Friday, February 9, 2024

Sorcery: Contested Realm

Today's review is of the 2022 release, Sorcery: Contested Realm. For two players, it takes 15-60 minutes. Note: this is a collectible card game, with two releases (alpha and beta) to date.

Overview
You are an Avatar, charged to shape the world (by playing sites) and control it (by playing minions, artifacts, and other things). Each Avatar starts with 20 life; the first to drop the other to zero wins! A select and simplified overview follows. You can get a more thorough overview here.
The Beta set of four preconstructed decks
Sorcery is played on a 4x5 grid. Each player starts with their avatar in the center of their back row. Each has two decks:
- an atlas deck, containing sites
- a spellbook, containing all other cards
To begin the game, each player draws three cards from each of their decks, as shown below.
A player's turn has three phases:
- Start (untap your cards, get mana from sites, trigger any abilities, draw a card from either of your decks)
- Main (play a site to a legal space in the realm, use mana to play cards from your hand to a site, move and attack with your minions, etc.)
- End (trigger relevant abilities, remove damage from surviving minions, etc.)
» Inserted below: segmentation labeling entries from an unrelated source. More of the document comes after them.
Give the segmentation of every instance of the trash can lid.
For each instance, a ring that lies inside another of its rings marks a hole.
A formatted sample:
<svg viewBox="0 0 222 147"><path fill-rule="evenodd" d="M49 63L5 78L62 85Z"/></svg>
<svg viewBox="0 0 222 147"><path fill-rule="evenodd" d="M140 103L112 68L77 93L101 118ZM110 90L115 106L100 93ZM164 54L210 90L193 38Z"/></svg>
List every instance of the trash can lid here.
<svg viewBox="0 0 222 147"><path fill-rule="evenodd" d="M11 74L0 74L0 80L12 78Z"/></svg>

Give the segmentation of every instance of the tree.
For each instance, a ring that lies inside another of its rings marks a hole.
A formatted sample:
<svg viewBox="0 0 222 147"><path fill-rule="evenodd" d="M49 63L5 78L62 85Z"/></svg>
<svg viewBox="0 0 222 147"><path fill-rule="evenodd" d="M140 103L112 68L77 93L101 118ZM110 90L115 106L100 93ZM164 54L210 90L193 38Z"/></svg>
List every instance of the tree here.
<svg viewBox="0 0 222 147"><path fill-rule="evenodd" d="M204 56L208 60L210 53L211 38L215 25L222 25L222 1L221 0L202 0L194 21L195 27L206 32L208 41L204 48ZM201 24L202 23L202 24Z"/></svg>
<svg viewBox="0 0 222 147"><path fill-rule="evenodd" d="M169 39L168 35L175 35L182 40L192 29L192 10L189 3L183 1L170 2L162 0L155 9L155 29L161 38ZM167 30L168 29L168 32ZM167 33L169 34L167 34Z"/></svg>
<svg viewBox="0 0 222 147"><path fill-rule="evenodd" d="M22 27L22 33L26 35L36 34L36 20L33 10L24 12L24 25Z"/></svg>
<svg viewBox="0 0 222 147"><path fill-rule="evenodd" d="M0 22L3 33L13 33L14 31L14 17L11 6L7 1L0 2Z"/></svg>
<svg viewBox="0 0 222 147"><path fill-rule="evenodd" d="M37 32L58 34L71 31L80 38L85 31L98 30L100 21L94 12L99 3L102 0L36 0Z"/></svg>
Sites have an affinity (an elemental symbol like Air, Earth, Fire, Water) and generate 1 mana each turn. To play a spell, you must have the necessary mana and affinity; you can play a minion to any of your sites. To play a site, you must tap your Avatar and play the site adjacent to one of your existing sites (see below aid).
During the main phase, you can battle by moving and/or attacking with your minions. Minions can attack an opponent's site (doing damage to it will damage your opponent's Avatar) or an opposing minion (compare strengths; highest wins and the other dies) or Avatar (decrement their life total accordingly). Minions (and Avatars) tap to move (in cardinal directions only) and/or attack. You can also defend attacks by moving and blocking with minions.

Once you do 20 damage to your opponent's Avatar (either by damaging sites or the Avatar directly), they are "at death's door," and cannot be further damaged that turn. On a subsequent turn, however, any damage dealt to that Avatar will enable you to win the game.

Some minions have various keywords like airborne, burrowing, or submerged. The latter two enable them to survive underground or underwater, respectively. There are times where it is strategically wise to use these abilities.

There is a lot more to say . . . check out the aforementioned 'how to play' video, look at the official site, read the rulebook, or check out the card gallery to get an idea how this game works.

Review
This game bills itself as an old-school CCG experience. In that, it succeeds. The art is astounding, the play is fun. There are similarities to Magic: the Gathering, but there are notable differences:
- sites (and associated movement/ranged possibilities)
- the ability to choose from two draw decks (that's pretty cool)
- the lack of instants (casting spells on your opponent's turn; you can use your mana on your turn only)

The rulebook is okay but does not cover every scenario or concept; note the golden rule in the above aid ("some text is intentionally informal or necessarily compact. Use common sense and be cool"). That is my primary complaint at present. Magic has had decades to tighten the wording and streamline the rules; you won't find that here. A fair amount is left up to player decision. That is okay . . . so long as everyone is cool. 

They are releasing an Arthurian-themed expansion later this year. That intrigues me. I enjoyed playing the four precon decks, and might get a pack or two of the current set, but I'll probably hold out for Arthur to explore the game more.